5. A method according to claim 3, wherein the feature extraction module is configured to extract shallow image features, each attribute identification branch comprising a deep feature extraction module configured to extract deep image features based on shallow image features; when training the preset model, the identifying different groups of attributes through different attribute identification branches based on the image features respectively comprises the following steps:

Aiming at each attribute identification branch, under the condition that a group of attributes corresponding to the attribute identification branch comprises cross attributes, obtaining deep image features corresponding to other groups of attributes with association relation with the cross attributes;

identifying the intersection attribute according to the deep image features corresponding to the attribute identification branches and the deep image features corresponding to the other groups of attributes;

for each attribute, updating the attribute identification branch corresponding to the attribute according to the identification result of the attribute and the attribute label corresponding to the attribute, including:

and updating the attribute identification branches corresponding to the cross attribute according to the identification result of the cross attribute and the attribute label corresponding to the cross attribute aiming at the cross attribute, and updating the attribute identification branches corresponding to other groups of attributes with association relation with the cross attribute.

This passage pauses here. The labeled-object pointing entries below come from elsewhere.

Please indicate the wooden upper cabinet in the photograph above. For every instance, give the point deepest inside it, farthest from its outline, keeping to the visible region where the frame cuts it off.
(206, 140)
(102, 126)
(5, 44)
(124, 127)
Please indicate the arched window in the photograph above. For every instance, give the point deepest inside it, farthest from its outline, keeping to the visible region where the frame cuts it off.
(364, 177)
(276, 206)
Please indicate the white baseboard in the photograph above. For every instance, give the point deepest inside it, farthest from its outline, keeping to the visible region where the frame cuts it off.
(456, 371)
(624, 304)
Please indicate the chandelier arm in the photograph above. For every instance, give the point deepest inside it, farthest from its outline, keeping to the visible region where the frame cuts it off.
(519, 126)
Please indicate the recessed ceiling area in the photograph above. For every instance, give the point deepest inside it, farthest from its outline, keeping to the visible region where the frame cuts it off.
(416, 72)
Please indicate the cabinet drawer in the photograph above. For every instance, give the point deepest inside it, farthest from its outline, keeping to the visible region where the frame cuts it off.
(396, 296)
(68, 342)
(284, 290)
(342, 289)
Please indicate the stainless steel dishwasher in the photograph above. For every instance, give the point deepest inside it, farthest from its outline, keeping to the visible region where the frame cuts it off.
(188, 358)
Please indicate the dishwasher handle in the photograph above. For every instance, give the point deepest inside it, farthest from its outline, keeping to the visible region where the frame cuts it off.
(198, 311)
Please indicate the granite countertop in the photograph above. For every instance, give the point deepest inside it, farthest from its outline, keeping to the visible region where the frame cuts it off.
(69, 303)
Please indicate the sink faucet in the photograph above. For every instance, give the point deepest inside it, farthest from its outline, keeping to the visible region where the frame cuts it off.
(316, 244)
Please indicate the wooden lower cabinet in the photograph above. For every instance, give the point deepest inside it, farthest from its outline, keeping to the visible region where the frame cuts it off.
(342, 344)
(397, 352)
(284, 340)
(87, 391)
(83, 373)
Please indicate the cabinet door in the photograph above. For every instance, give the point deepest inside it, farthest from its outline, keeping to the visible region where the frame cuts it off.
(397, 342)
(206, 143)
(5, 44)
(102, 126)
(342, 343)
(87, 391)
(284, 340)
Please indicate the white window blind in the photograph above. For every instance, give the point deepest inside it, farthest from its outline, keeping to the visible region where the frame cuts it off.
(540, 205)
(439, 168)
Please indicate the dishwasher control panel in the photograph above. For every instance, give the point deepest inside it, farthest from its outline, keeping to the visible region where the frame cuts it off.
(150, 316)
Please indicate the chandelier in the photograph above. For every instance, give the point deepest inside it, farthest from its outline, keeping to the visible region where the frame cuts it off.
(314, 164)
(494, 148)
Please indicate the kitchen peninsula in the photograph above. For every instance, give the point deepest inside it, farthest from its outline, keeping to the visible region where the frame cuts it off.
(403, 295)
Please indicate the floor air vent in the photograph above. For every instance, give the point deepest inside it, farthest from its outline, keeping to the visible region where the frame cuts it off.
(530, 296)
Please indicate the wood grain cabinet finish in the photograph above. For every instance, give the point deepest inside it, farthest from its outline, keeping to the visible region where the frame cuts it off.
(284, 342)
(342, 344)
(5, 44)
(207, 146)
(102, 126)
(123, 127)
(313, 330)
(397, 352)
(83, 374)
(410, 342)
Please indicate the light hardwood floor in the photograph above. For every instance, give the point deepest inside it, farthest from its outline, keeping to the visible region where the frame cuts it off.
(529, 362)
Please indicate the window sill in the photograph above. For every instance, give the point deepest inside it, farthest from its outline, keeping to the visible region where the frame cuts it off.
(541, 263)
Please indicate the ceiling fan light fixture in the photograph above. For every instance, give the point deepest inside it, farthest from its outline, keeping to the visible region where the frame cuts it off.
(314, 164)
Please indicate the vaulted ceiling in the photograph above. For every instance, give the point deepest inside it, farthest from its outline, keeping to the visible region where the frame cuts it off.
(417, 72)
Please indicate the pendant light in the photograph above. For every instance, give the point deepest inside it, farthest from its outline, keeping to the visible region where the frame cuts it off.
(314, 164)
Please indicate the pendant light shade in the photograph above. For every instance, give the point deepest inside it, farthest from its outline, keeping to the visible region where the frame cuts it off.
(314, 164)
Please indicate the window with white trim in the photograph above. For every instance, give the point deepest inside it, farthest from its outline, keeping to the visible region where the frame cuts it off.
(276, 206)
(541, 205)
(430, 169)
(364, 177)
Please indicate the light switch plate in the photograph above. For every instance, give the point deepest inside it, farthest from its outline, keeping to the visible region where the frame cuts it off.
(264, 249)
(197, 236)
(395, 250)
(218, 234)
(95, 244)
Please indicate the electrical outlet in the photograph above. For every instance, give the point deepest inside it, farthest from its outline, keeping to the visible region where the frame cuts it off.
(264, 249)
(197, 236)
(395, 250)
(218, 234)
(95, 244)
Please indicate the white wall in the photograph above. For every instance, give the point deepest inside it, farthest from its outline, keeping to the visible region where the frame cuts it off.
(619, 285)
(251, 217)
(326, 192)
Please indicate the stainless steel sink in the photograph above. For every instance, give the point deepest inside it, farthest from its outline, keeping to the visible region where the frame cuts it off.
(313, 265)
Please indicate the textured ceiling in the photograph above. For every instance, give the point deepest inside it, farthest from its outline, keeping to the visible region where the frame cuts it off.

6. An attribute identification device, the device comprising:

the attribute identification module is used for inputting the image characteristics into a plurality of attribute identification branches so as to respectively identify different groups of attributes of the image to be identified through different attribute identification branches; wherein, each attribute identification branch corresponds to a group of attributes, and when each attribute in each group of attributes is identified, the positions of image areas which play a role in determining the attribute identification result on the image are the same or similar;

The image feature obtaining module is specifically configured to:

obtaining shallow image characteristics of the image to be identified;

the attribute identification module is specifically configured to:

7. A computer readable storage medium, on which a computer program is stored, characterized in that the computer program, when being executed by a processor, implements the steps of the method according to any one of claims 1 to 5.

8. An electronic device comprising a memory, a processor and a computer program stored on the memory and executable on the processor, characterized in that the processor implements the steps of the method according to any one of claims 1 to 5 when executing the computer program.